When Bach died in Leipzig on July 28, 1750, he was primarily known as an organist, not a composer. His music was considered old-fashioned and was largely forgotten for decades. In 1829, twenty-year-old Felix Mendelssohn organized a performance of Bach's St. Matthew Passion at the Berlin Singakademie, the first public performance since Bach's death 79 years earlier. The concert was a sensation, sparking a Bach revival that transformed him from an obscure historical figure into the towering genius of Western music. Today, Bach's works are considered the foundation of the Western musical canon, and his influence extends from classical to jazz and rock.

Frequently Asked Questions about Johann Sebastian Bach Quotes

What did Bach say about the purpose of music?

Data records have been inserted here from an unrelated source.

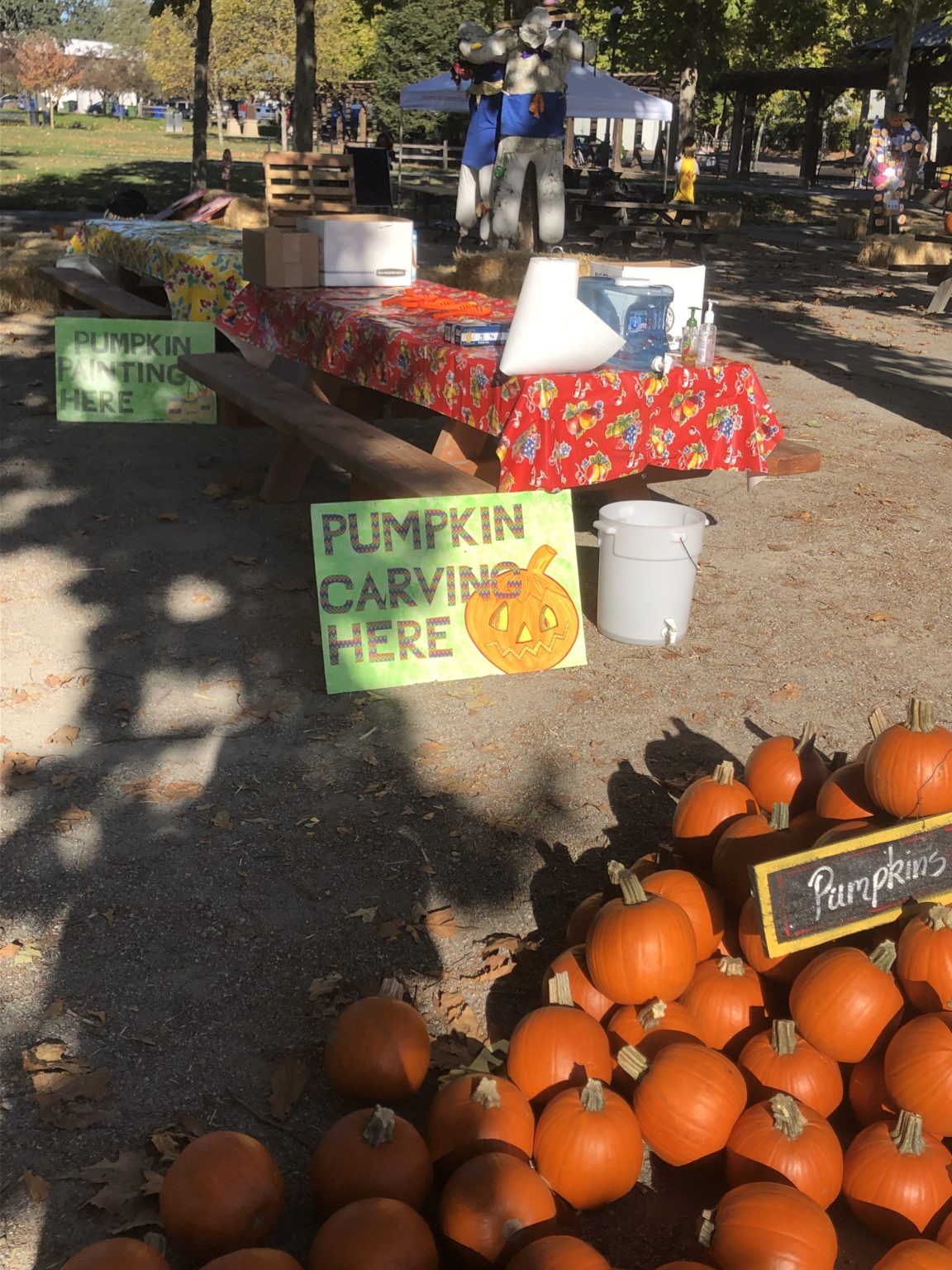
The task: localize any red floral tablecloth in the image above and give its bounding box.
[216,282,783,491]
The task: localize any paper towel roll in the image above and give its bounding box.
[499,255,625,375]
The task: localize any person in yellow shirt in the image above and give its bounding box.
[673,136,697,203]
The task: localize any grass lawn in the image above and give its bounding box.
[0,111,271,213]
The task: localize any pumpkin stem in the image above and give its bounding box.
[717,957,745,979]
[907,697,935,732]
[618,869,647,905]
[360,1102,396,1147]
[767,803,789,833]
[890,1111,926,1156]
[869,706,890,740]
[793,719,816,758]
[639,998,668,1031]
[770,1093,806,1142]
[926,905,952,931]
[697,1208,715,1249]
[549,971,575,1006]
[469,1076,502,1111]
[526,542,559,573]
[869,940,896,974]
[770,1019,797,1054]
[578,1080,606,1111]
[614,1045,650,1081]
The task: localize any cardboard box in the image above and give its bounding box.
[297,212,414,287]
[241,230,321,287]
[589,260,706,337]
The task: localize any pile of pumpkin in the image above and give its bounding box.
[64,701,952,1270]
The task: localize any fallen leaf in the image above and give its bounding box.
[268,1058,311,1120]
[23,1168,50,1204]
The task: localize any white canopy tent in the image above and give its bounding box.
[397,62,674,192]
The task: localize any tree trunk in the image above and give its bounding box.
[192,0,213,189]
[885,0,919,119]
[294,0,316,152]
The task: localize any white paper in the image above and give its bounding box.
[499,255,625,375]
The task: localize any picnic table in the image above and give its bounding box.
[216,282,783,493]
[67,220,245,322]
[915,230,952,313]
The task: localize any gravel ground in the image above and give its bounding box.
[0,230,952,1270]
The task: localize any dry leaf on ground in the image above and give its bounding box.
[23,1168,50,1204]
[268,1058,311,1120]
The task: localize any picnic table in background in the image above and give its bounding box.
[216,282,783,493]
[69,220,245,322]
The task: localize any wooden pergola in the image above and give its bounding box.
[711,21,952,187]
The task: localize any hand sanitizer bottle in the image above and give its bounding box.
[697,299,717,365]
[680,308,698,365]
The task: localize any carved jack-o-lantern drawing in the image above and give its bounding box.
[464,545,578,675]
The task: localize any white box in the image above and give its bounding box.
[297,212,414,287]
[589,260,706,338]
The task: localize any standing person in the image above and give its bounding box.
[673,136,697,203]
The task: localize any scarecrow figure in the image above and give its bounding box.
[453,21,505,242]
[863,105,926,234]
[459,7,594,248]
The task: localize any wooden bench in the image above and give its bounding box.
[37,265,169,322]
[179,353,495,503]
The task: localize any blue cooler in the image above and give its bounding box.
[578,278,674,371]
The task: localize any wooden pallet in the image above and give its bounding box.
[179,353,495,503]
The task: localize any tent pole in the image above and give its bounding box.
[397,105,403,207]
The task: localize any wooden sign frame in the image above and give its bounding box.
[750,812,952,957]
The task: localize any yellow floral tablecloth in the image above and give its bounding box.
[69,220,245,322]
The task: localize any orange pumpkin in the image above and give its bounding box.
[896,905,952,1014]
[585,869,697,1005]
[712,803,798,913]
[507,1234,612,1270]
[535,1081,644,1209]
[843,1111,952,1242]
[604,1000,704,1097]
[883,1010,952,1138]
[507,972,612,1102]
[542,943,616,1024]
[311,1106,433,1213]
[641,869,724,962]
[737,895,820,983]
[873,1239,952,1270]
[307,1199,439,1270]
[324,979,431,1102]
[618,1045,748,1165]
[737,1019,843,1116]
[202,1249,301,1270]
[680,957,767,1058]
[744,723,829,815]
[725,1093,843,1208]
[464,545,578,673]
[816,762,879,820]
[673,762,754,872]
[701,1182,836,1270]
[439,1148,558,1263]
[62,1239,169,1270]
[789,940,905,1063]
[426,1076,536,1172]
[866,697,952,819]
[850,1050,898,1126]
[159,1130,284,1260]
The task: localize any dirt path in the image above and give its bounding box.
[0,232,952,1270]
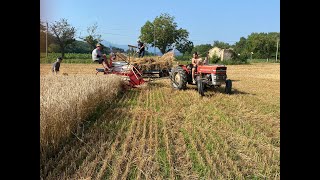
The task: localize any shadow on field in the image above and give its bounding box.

Johann Sebastian Bach articulated his philosophy most clearly in the inscription he placed on many compositions: "Soli Deo Gloria" — to God alone be the glory. For Bach, music was fundamentally a form of worship rather than personal expression. As Thomaskantor of St. Thomas Church in Leipzig from 1723 until his death in 1750, he composed over a thousand works, viewing each as a devotional offering. He wrote in his Calov Bible commentary that the aim of all music should be the glory of God and the refreshment of the soul. This theological understanding shaped every aspect of his compositional practice.

Why is Bach considered the greatest composer of all time?

Bach's reputation rests on his unmatched mastery of counterpoint, harmony, and musical structure. During his lifetime (1685-1750) he was primarily known as an organist, and his music fell into obscurity after his death until Felix Mendelssohn revived his St. Matthew Passion in 1829. His "Well-Tempered Clavier," comprising 48 preludes and fugues in all keys, became the foundational text of keyboard music. His Brandenburg Concertos, Mass in B minor, and Goldberg Variations are considered pinnacles of their forms. Beethoven called him the "original father of harmony," and Mozart reportedly exclaimed upon encountering his motets, "Here is something one can learn from."

What was Bach's approach to composition and musical craftsmanship?

Bach approached composition with rigorous intellectual discipline combined with deep spiritual purpose. He produced over 1,100 known compositions while fulfilling demanding duties as church musician, teacher, and court composer. He studied Italian composers like Vivaldi extensively, transcribing their concertos, then synthesized these influences with the German contrapuntal tradition. Scholars have identified that Bach frequently used patterns of 14 notes (B+A+C+H = 2+1+3+8 = 14) as a musical signature. He taught his students that music was both a science and an art, requiring mastery of theory before true creativity could emerge.